Forty-two years after joining The Reflector staff as a student, I still help produce the twice-weekly newspaper. Now as adviser, I work with students as they tell Mississippi State’s story.
As a senior communication/journalism major in 1975, I wrote for a rare summer edition before serving as state editor until my December graduation. That work set the foundation for my 10-year career as a working journalist followed by 29 years teaching journalism at my alma mater. It also set the course for my family life.
After attaining an MSU graduate degree between two journalism jobs, I became a temporary journalism instructor in 1988. That job stretched beyond temporary.

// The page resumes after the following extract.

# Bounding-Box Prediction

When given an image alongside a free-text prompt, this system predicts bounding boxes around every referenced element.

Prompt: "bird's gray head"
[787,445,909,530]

At the beginning of my teaching career, I was appointed to the Student Publications Committee that loosely oversees the newspaper’s operation. In 1998, I became co-adviser for a year with my mentor, journalism teacher and friend, Henry F. Meyer, who worked with the newspaper staff across four decades. After he retired the following year, I became half-time adviser, half-time journalism instructor.
Much has changed in the industry over my years with The Reflector, but the fundamentals of collecting and writing information mostly remain unchanged. Up until the late 1990s, editors pasted up newspaper pages using long strips of text coated in hot wax. Today, editors use software to create page designs. Rather than waiting for twice-weekly paper distribution, students post stories and photos regularly on Reflector-online.com and break news over social media. The Reflector’s audience swells far beyond campus.
University officials have respected students’ First Amendment rights since a 1976 federal court decision recognized that The Reflector’s editors make all content-related decisions. Occasionally administrators discuss concerns with me or with the editors, but none have undermined the students’ control.
I don’t see finished work until after publication unless editors ask for specific insight. Then, or when I am aware of concerns, the staff and I discuss how professional journalists work and make decisions, the pros and cons of the choices they face, and potential legal and ethical ramifications. With guidance, young minds develop mature thought, and the staff typically makes excellent decisions.
Today’s Reflector confronts a decline in advertising revenue mirroring the financial crisis crippling newspapers across the country. The newspaper largely must support itself, so this results in smaller editions.
With continuing dedication to excellence, staff members regularly win regional and state awards. Regardless of their study areas, I develop a bond with students while we work and travel to conferences together. This keeps me optimistic about the future of journalism and our country.
My most rewarding relationships as student and teacher have come through The Reflector. Those days as a student journalist shaped me professionally and personally. During production of that long-ago summer edition, I met fellow staff member Sammy McDavid, the friend who became my husband. We married five years later, and our daughter, Mary Beth, completed our family four years after that.
Indeed, working on The Reflector staff as a student was time well spent.
A Starkville native, Frances McDavid is in her 30th year as an instructor in Mississippi State’s Department of Communication and her 20th as adviser to The Reflector. She earned a bachelor’s in communication, with an emphasis in journalism, and a master’s in public policy and administration from the university in 1975 and 1982, respectively. Throughout her career, she has received numerous honors. Most recently she earned Mississippi State’s highest award for student advising, as well as regional and national honors from the National Academic Advising Association.